Role of a calcium-binding neuronal protein in regulating locomotion in a worm model
18 Apr 2018
By Dr. Kavita Babu, Intermediate Fellow
Indian Institute of Science Education and Research (IISER) Mohali
A functional nervous system requires strength from two pillars that form the basis of synaptic transmission; excitation and inhibition. Excitatory signals from presynaptic cells to postsynaptic cells make the latter more likely to fire, while inhibitory signals decrease the probability of firing in the postsynaptic cells. An imbalance in excitatory and inhibitory signaling has been reported to be a factor in the pathogenesis of several neurological disorders like Alzheimer’s disease, autism spectrum disorders and epileptic seizures. The neuromuscular junction (NMJ) of the tiny nematode worm, C. elegans receives synaptic inputs from both excitatory and inhibitory motor neurons, thus making it an excellent system to study the balance between excitation and inhibition.
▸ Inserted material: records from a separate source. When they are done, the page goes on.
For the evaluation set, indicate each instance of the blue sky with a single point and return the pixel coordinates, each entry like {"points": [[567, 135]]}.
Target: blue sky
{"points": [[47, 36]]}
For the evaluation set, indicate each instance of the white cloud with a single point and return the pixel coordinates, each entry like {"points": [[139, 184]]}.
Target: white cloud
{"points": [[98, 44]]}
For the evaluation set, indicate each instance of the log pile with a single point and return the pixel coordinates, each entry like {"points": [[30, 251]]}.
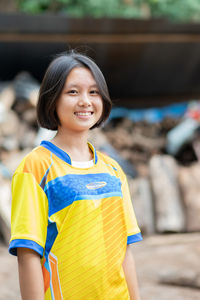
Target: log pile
{"points": [[165, 189]]}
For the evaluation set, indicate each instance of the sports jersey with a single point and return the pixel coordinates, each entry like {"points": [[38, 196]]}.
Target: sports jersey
{"points": [[79, 220]]}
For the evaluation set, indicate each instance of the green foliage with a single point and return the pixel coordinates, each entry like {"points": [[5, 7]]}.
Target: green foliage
{"points": [[178, 10]]}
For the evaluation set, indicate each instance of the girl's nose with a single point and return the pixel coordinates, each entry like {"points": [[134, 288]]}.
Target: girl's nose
{"points": [[84, 100]]}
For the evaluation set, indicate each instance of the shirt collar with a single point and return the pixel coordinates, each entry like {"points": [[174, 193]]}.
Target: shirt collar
{"points": [[62, 154]]}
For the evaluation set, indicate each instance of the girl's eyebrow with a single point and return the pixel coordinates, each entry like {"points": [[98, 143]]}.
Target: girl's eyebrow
{"points": [[77, 86]]}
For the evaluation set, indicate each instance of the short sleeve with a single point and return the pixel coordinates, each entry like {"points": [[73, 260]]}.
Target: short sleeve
{"points": [[29, 214], [133, 231]]}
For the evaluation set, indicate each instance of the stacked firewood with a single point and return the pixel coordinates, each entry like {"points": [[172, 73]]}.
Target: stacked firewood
{"points": [[166, 192]]}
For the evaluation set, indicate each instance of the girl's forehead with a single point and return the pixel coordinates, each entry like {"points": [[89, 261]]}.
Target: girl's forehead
{"points": [[79, 76]]}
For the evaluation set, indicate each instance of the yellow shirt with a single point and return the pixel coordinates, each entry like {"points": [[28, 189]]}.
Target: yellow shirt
{"points": [[78, 219]]}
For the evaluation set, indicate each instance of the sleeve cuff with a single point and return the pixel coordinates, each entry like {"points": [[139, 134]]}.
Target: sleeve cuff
{"points": [[134, 238], [21, 243]]}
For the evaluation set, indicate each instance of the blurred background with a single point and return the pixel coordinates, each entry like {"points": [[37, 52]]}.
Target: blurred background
{"points": [[149, 52]]}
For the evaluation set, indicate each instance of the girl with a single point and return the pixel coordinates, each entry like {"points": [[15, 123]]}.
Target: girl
{"points": [[72, 219]]}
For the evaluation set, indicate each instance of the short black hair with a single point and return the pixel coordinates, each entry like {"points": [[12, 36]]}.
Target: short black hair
{"points": [[53, 84]]}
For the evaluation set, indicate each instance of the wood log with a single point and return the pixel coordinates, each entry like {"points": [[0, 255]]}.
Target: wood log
{"points": [[168, 204], [26, 91], [141, 195], [10, 125], [189, 180], [187, 278], [7, 95]]}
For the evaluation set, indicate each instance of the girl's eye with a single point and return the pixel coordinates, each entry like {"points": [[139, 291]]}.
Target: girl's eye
{"points": [[95, 92], [72, 92]]}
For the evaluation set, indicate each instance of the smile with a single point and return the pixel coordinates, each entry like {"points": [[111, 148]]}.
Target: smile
{"points": [[89, 113]]}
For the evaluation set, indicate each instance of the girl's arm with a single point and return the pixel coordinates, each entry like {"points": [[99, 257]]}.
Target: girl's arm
{"points": [[30, 275], [130, 274]]}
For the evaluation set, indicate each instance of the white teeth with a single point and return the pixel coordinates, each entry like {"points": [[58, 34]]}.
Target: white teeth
{"points": [[84, 114]]}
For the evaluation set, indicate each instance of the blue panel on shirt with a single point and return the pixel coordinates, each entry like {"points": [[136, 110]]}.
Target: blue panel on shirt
{"points": [[64, 190]]}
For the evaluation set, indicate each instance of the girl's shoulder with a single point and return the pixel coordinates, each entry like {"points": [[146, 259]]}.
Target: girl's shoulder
{"points": [[110, 161], [34, 161]]}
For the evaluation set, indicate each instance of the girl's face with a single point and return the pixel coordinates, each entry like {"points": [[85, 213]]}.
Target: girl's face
{"points": [[80, 105]]}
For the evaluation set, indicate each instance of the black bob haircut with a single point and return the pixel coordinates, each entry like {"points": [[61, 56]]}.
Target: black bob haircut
{"points": [[53, 84]]}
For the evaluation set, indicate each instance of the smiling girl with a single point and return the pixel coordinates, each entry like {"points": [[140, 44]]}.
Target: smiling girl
{"points": [[72, 217]]}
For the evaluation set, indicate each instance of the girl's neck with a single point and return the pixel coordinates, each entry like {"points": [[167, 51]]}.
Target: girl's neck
{"points": [[75, 145]]}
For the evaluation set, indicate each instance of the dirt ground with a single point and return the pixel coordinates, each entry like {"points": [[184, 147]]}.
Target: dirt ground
{"points": [[153, 256]]}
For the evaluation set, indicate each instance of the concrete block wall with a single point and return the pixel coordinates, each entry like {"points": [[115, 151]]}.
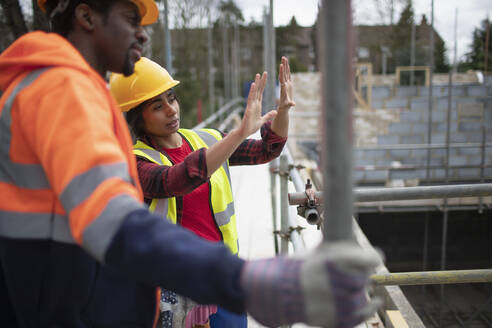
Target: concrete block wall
{"points": [[471, 109]]}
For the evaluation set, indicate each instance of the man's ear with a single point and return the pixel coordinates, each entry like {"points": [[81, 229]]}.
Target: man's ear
{"points": [[84, 16]]}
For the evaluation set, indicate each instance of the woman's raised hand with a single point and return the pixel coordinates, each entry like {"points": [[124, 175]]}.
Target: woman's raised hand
{"points": [[252, 119]]}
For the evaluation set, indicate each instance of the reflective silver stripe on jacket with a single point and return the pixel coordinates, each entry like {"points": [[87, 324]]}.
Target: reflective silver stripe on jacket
{"points": [[210, 140], [83, 185], [30, 176], [25, 225], [224, 217], [98, 235], [35, 226], [154, 154]]}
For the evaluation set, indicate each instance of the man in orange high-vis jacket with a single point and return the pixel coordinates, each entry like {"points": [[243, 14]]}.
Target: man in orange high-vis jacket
{"points": [[77, 246]]}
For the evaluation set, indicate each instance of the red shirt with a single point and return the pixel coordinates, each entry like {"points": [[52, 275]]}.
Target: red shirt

We have characterized an isoform specific role for a calcium-binding protein, Calsyntenin, CASY-1 in maintaining this balance at the NMJ. The shorter isoforms of CASY-1; CASY-1B and C contain the conserved C-terminus of mammalian Calsyntenins. We show that the shorter isoforms regulate the release of the inhibitory neurotransmitter GABA from GABAergic motor neurons. CASY-1B/C interact with the motor protein UNC-104/KIF1A and allow for the normal trafficking of GABA synaptic vesicles, thus modulating GABA release at the NMJ (Thapliyal et al., 2018b). GABA acts as one of the major inhibitory neurotransmitters in both vertebrate and invertebrate nervous system.
We also show that the longer CASY-1A isoform, which contains all the conserved domains of mammalian Calsyntenins, modulates the activity of sensory neurons by regulating stable release of the neurotransmitter, Glutamate (Thapliyal et al., 2018a). Glutamate release in turn has been shown to maintain normal release of the excitatory neurotransmitter acetylcholine at the NMJ (Choi et al., 2013; Choi et al., 2015).
In light of this work, we hypothesize that in the absence of casy-1, the balance between excitation and inhibition at the NMJ is disturbed, resulting in altered locomotary behavior. Restoring this balance by expressing CASY-1B/C in GABAergic motor neurons or CASY-1A in sensory neurons completely restores the movement defects seen in casy-1 mutants.
Our study illustrates a novel role for C. elegans ortholog of mammalian Calsyntenins in regulating excitation-inhibition balance at the NMJ (see illustration). Mammalian Calsyntenins have been implicated in the pathogenesis of several neurological disorders. Thus, future investigations in this area could enhance our understanding about pathophysiological mechanisms that trigger Calsyntenin related brain disorders.
Choi, S., Chatzigeorgiou, M., Taylor, K.P., Schafer, W.R., and Kaplan, J.M. (2013). Analysis of NPR-1 reveals a circuit mechanism for behavioral quiescence in C. elegans. Neuron 78, 869-880.
Choi, S., Taylor, K.P., Chatzigeorgiou, M., Hu, Z., Schafer, W.R., and Kaplan, J.M. (2015). Sensory Neurons Arouse C. elegans Locomotion via Both Glutamate and Neuropeptide Release. PLoS genetics 11, e1005359.
Thapliyal, S., Ravindranath, S., and Babu, K. (2018a). Regulation of Glutamate Signaling in the Sensorimotor Circuit by CASY-1A/Calsyntenin in Caenorhabditis elegans. Genetics 208, 1553-1564.
Thapliyal, S., Vasudevan, A., Dong, Y., Bai, J., Koushika, S.P., and Babu, K. (2018b). The C-terminal of CASY-1/Calsyntenin regulates GABAergic synaptic transmission at the Caenorhabditis elegans neuromuscular junction. PLoS genetics 14, e1007263.